Carpenter, who’s also still the franchise owner of the original store he opened 38 years ago in Indianapolis, says the platform was developed to allow for local pricing and delivery or pickup from each individual store. There’s no giant warehouse and everything a franchisee sells online “is as if the customer walked into their store,” he says. “We set it up almost the opposite of how every other retailer would have done it.”

But that’s what franchisees wanted, notes Director of Retail Operations Amy Moore, another long-tenured executive who’s been with Wild Birds for 25 years.

“Our owners truly develop a relationship with their customers,” she says, and while that face-to-face store interaction is valued, “we know we need to be available to them 24/7 and when it is convenient for them to shop.”

The online component is just one part of the overall customer experience, which WBU is working to enhance in order to attract and retain customer loyalty in a competitive retail environment. Its Daily Savings Club rewards customers with discounts and services, says Moore, and the brand recently unveiled its FeederScaping service.

“We offer on-site consultations to assist customers with outfitting their yards with high quality birdfeeding setups to attract birds most suited for their neighborhoods and habitats,” explains Moore of what’s also an additional revenue opportunity for franchisees.

As a 100 percent franchised system, Wild Birds Unlimited’s success is truly tied to the growth and profitability of its franchisees, notes Carpenter, and a focus on them is ingrained in every aspect of the business. Even “the bonus system around here is based not on how the franchisor does but how our franchisees do,” he says.

Those franchisees continue to sell a ton of birdseed.
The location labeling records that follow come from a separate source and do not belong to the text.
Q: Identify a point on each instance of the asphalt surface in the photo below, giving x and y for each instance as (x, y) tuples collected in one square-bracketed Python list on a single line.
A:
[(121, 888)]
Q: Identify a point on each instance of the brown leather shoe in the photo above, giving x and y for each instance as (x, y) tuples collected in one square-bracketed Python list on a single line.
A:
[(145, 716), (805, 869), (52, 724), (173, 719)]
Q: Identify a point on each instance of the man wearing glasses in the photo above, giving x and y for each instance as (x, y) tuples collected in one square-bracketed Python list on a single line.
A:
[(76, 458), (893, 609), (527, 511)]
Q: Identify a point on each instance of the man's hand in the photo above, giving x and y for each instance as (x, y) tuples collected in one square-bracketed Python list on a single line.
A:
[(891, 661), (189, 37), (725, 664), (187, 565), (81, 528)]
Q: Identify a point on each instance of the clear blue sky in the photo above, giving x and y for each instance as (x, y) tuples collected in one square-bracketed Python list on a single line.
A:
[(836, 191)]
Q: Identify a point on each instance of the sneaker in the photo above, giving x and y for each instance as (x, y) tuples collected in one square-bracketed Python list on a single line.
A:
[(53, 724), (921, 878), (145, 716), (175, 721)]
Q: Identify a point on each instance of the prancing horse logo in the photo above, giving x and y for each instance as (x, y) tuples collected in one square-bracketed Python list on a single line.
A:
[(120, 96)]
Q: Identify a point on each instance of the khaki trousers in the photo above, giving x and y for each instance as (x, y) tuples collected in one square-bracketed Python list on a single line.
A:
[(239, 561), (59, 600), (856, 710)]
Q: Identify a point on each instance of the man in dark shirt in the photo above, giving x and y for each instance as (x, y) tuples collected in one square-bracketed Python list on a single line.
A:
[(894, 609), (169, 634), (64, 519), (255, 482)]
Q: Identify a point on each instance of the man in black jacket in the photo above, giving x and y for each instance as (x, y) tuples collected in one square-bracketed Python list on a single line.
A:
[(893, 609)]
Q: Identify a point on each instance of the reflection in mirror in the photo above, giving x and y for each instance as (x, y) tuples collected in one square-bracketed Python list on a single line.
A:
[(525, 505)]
From 2013 to 2017 WBU grew systemwide sales 14.4 percent to $159 million, putting the brand at No. 267 on the Franchise Times Top 200+.

Carpenter, though, knows “being a retailer is just going to get more complex,” and he says one of his goals is to get every franchisee to understand “no matter how good you think it is, it’s never as good as it could be.” He views franchisees and their teams as WBU’s “unassailable competitive strength,” with the next step being to use the “power of the system to win in retail.”

Isn’t there some saying about birds of a feather growing their bottom lines together?